Vogelgrippevirus ist immer noch ein Vogelvirus

Die Infektionen von Kühen und auch Menschen in den USA seien allerdings kein Zeichen dafür, dass die Vogelgrippe für Menschen gerade gefährlicher werde, sagt Christa Kühn. Sie ist Tiermedizinerin und Präsidentin des Friedrich-Loeffler-Instituts (FLI) auf der Ostseeinsel Riems, das auf die Erforschung von Tierseuchen spezialisiert ist. Bei dem Virus, das in den USA zirkuliere, sehe es so aus, als ob bereits ein paar Mutationen enthalten seien, die es etwas näher an den Menschen "heranbringen" könnten. "Das sind aber Mutationen, die wir schon seit einiger Zeit kennen und die nicht wirklich einen neuen Sprung bedeuten", erklärt Kühn im Interview mit dem Bayerischen Rundfunk.

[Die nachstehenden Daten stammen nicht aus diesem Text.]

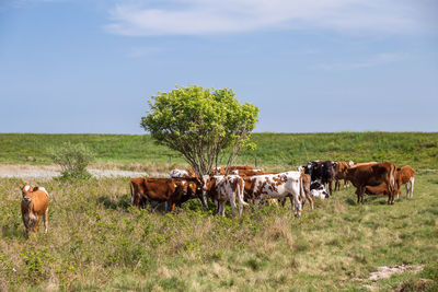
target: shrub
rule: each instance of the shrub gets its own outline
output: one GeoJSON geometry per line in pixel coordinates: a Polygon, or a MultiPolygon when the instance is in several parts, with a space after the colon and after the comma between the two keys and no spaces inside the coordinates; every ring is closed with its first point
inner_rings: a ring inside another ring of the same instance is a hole
{"type": "Polygon", "coordinates": [[[87,166],[93,161],[93,152],[82,143],[65,142],[59,148],[49,149],[54,163],[61,166],[61,178],[90,178],[87,166]]]}

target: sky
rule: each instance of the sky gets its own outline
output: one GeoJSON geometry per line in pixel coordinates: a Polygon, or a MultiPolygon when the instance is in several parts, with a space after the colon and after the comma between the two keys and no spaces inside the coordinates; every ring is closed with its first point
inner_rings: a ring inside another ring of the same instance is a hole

Das Virus habe sich zwar in den vergangenen zwanzig Jahren erheblich verändert, und zwar zuungunsten der Vögel, die massenweise verendeten. Für Menschen sei die Gefahr aber nach wie vor gering: "Das Virus hat es nicht geschafft, einen Rezeptor, den wir Menschen oder auch andere Säugetiere in uns tragen, als Andockstation zu finden. Das Virus ist immer noch ein Vogelvirus und sucht einen Vogelrezeptor."

Virus kann sich im Euter stark vermehren

Die aktuelle Ausbreitung unter Milchkühen bedeutet also nicht, dass das Virus für Menschen allgemein eine Gefahr darstellt. Anders sieht es bei Kühen aus: Die Zellen im Euter haben Rezeptoren, an die das Vogelgrippevirus andocken und sich dort stark vermehren kann. Über kontaminiertes Melkgeschirr werden dann weitere Tiere des Bestands infiziert.

Für einen wirklichen Entwicklungssprung müsste das Virus aber auch an die Rezeptoren der Zellen anderer Säugetiere, zum Beispiel in den Atemwegen, andocken können. Außerdem müsste es auch das Immunsystem überwinden. Für beides gebe es keinerlei Hinweise, sagt Kühn. Gerade bei Menschen sei das Immunsystem gut an die Influenza-A-Viren angepasst.

H5N1 sei schon immer als "Pandemie-Kandidat" angesehen worden, sagt Kühn. Die jüngsten Infektionen seien aber nicht die nächste Stufe auf dem Weg zu einer Pandemie. Zudem sei die Influenza A für den Menschen nichts Neues und es gebe bereits zugelassene Impfstoffe. In Europa seien bereits 600.000 Dosen bestellt, vorgesehen insbesondere für exponierte Personen. Hinzu käme die Option auf 40 Millionen weitere Dosen. In Deutschland ist eine Impfung für Menschen aber bisher nicht geplant – es gibt hierzulande keine Nerzfarmen und bisher auch keine Rinderherde, in der das Virus entdeckt wurde.